La seconde vie de Jane Austen
Dans ce roman, Mary Dollinger s'amuse à faire revivre l'écrivaine Jane Austen à notre époque et dans un petit village de la Drôme.
Née en 1775 et décédée en 1817, l'anglaise Jane Austen reste un des monuments de la littérature mondiale, notamment féminine, avec des oeuvres comme Orgueil et Préjugés ou Mansfield Park.
Mary Dollinger est aussi une auteure (selon l'Académie Française) anglaise à l'imagination et à l'humour beaucoup plus débridés que ceux de l'illustre romancière. Ainsi s'amuse t-elle à faire revivre Jane à notre époque et dans un petit village de la Drôme qui ressemble fort à celui où elle réside depuis des années.
Tout en conservant les grandes lignes de la vie de Jane Austen, Mary Dollinger prend plaisir à se glisser dans l'intimité de son modèle qu'elle anime à la perfection. Elle choisit, d'abord, le même style épistolaire que Jane pratiquait avec aisance, imaginant une correspondance passionnée avec sa soeur Cassandra restée au pays. C'est un exercice délicat dans lequel Mary excelle, elle qui adore s'immiscer dans l'univers d'artistes célèbres. De Virginia Wolff dans Au secours Miss Dalloway à Mozart dans Le visiteur de Saoû, en passant par les démêlés courtelinesques de Gustave Flaubert ou Victor Hugo face à des éditeurs peu perspicaces dans le Journal désespéré d'un écrivain raté.
Voilà, aussi, un des thèmes d'écriture préférés de Mary Dollinger que d'étudier avec humour, et parfois une certaine férocité blasée, les méandres du monde littéraire. Les déboires de Jane Austen pour se faire publier sans qu'on réécrive ses romans ou même le traitement flagorneur qui l'attend, une fois la gloire venue, forment de terribles constats, entre amertume et dérision, sur les "maisons d'édition".
Mais notre néo-dromoise ne s'en tient pas là et profite des découvertes naïves de son héroïne pour se livrer à un des exercices favoris de nos amis les Anglais : se moquer des moeurs françaises dont ils savent si bien souligner les incongruités. « Faire la bise » ou « boire le pastis » plongent Jane Austen dans des abimes de perplexité amusée qui ne doivent, également, pas épargner Mary.

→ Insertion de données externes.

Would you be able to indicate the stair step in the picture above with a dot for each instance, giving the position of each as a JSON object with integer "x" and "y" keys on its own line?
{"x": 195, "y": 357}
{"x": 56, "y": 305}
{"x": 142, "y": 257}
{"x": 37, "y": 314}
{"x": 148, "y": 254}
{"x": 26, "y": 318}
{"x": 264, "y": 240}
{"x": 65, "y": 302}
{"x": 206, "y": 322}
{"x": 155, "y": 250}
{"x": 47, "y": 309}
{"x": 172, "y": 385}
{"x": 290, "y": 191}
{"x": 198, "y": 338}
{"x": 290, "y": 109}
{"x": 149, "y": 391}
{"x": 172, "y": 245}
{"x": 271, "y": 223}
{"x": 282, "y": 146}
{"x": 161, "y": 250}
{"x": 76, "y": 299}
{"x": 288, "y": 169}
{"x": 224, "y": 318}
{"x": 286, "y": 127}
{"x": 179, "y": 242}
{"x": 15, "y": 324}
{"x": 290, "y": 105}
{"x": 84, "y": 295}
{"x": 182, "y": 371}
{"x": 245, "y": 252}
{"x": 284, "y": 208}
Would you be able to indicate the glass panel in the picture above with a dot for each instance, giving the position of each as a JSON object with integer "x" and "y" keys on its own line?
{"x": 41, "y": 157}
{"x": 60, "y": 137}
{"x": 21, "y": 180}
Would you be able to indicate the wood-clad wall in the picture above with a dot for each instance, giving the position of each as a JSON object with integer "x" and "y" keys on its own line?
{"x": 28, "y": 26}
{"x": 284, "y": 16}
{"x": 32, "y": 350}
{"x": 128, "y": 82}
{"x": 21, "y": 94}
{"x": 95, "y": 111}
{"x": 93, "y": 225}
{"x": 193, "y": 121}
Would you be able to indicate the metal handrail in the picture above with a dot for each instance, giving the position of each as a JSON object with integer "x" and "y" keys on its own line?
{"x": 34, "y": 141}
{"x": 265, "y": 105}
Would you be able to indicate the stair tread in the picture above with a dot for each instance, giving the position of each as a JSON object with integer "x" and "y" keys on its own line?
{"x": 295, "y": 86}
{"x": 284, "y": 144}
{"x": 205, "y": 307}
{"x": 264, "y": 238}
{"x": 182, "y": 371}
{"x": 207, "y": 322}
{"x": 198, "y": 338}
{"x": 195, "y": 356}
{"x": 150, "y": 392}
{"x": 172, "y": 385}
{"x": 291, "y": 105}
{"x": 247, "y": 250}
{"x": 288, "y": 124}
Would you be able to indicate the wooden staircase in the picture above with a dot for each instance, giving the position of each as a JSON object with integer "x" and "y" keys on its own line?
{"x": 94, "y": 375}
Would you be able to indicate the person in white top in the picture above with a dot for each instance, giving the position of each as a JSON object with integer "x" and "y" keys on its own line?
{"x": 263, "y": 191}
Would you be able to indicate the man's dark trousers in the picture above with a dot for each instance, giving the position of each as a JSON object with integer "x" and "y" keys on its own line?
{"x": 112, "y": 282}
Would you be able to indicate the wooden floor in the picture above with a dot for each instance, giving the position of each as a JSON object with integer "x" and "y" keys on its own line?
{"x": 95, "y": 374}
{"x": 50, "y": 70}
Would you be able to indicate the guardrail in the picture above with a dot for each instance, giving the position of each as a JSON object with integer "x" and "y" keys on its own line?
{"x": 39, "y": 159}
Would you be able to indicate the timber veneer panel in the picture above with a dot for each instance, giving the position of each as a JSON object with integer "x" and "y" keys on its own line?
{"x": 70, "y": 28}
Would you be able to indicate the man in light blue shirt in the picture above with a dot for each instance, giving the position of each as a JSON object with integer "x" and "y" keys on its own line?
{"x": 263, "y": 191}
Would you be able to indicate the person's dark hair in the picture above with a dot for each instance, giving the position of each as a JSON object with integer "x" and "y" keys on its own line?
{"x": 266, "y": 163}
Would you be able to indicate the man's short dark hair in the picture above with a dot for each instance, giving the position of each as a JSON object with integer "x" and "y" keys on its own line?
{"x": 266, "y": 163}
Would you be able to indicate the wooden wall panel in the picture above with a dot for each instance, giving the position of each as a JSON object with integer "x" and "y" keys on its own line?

Comme pour chacun de ses romans, Mary Dollinger impressionne par son écriture précise et délicate et par sa maîtrise parfaite de la langue française qu'elle défend mieux que bien de nos compatriotes lettrés. Les quelque deux-cent pages défilent sur un rythme soutenu où même les scènes les plus intimistes et introspectives conservent le lecteur dans un univers dont il est difficile de sortir avant le point final.